Du quiproquo à l’impasse

En voulant accélérer la mise en œuvre de sa feuille de route pour une élection présidentielle, le pouvoir s’est contraint à se révéler dans sa  nature politique.

Renonçant à une solution de consensus parce que la revendication de rupture prédominait sur son option électorale, il a décidé de l’imposer par d’autres moyens. Ces moyens ont consisté, pour le régime, à conduire un dialogue contrôlé, dépassant des initiatives pourtant préalables à son interlocution maison. Ce dialogue était censé assurer une légitimité à ce qui sera ultérieurement entrepris. Mais pour faire passer et aboutir l’option adoptée, il fallait commencer à réduire l’ampleur des manifestations, les marcheurs étant restés sur leur exigence de changement de système.
Ainsi donc, un pouvoir de fait, dont la légitimité résidait dans sa disponibilité à accompagner le peuple dans l’entreprise de refondation nationale qu’il vient d’entamer, s’est mis en tête d’imposer sa propre vision du renouvellement politique et de faire adopter son projet avec l’aval des citoyens sortis revendiquer la rupture. 
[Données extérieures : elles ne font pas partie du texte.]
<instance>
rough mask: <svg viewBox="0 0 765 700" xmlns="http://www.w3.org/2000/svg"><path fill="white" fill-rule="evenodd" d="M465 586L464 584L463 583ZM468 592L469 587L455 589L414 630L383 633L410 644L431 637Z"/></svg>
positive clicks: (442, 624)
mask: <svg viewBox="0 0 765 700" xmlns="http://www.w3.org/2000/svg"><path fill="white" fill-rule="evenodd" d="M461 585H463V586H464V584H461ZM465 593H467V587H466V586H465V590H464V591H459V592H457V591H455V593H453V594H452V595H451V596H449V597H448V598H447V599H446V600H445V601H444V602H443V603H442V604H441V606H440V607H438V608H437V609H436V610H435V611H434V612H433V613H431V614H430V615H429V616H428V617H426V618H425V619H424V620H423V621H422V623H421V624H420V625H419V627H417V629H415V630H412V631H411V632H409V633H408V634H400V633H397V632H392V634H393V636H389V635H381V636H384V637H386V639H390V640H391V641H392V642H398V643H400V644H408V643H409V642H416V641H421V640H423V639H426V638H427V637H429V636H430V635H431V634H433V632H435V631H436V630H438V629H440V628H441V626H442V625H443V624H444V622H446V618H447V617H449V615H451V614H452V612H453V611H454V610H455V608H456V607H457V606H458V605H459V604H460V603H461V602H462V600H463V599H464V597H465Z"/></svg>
Or, ces citoyens manifestants persistent dans leur demande d’une autorité de transition et d’un changement, préalable à toute élection, du cadre constitutionnel. À cette persévérance revendicative, le pouvoir a réagi par une offensive répressive. Un choix qui, forcément, le pousse à la dérive autoritariste que l’on observe et dont pâtissent autant des manifestants anonymes que des personnalités politiques, des militants de droits et libertés publiques et des professionnels de la presse… Avec les excès que provoque nécessairement la répression d’un mouvement de masse. 

Le résultat en est que les actes du pouvoir se sont mis à contredire manifestement ses engagements. C’est ce qu’Abdelaziz Rahabi veut probablement expliquer en déclarant que “nous ne sommes pas dans un climat de nature à garantir le passage d’un système autoritaire à un système démocratique réclamé par des millions de citoyens et citoyennes”. Pourtant, au début du mouvement populaire, l’ancien ministre n’avait pas d’emblée rejeté la virtualité d’une rupture “accompagnée” par le pouvoir de fait ; il s’est même engagé dans ce sens. 

“Même si je me présente et que je suis élu, je ne pourrai rien faire dans ces conditions”, confiait, de son côté, Mouloud Hamrouche à des citoyens venus solliciter sa candidature pour l’élection présidentielle du 12 décembre. Ce propos semble, lui aussi, inspiré par ce fait que l’autorité “transitoire” actuelle laisse échapper les signes d’une réelle volonté de baliser la perspective politique en fonction de sa vision propre.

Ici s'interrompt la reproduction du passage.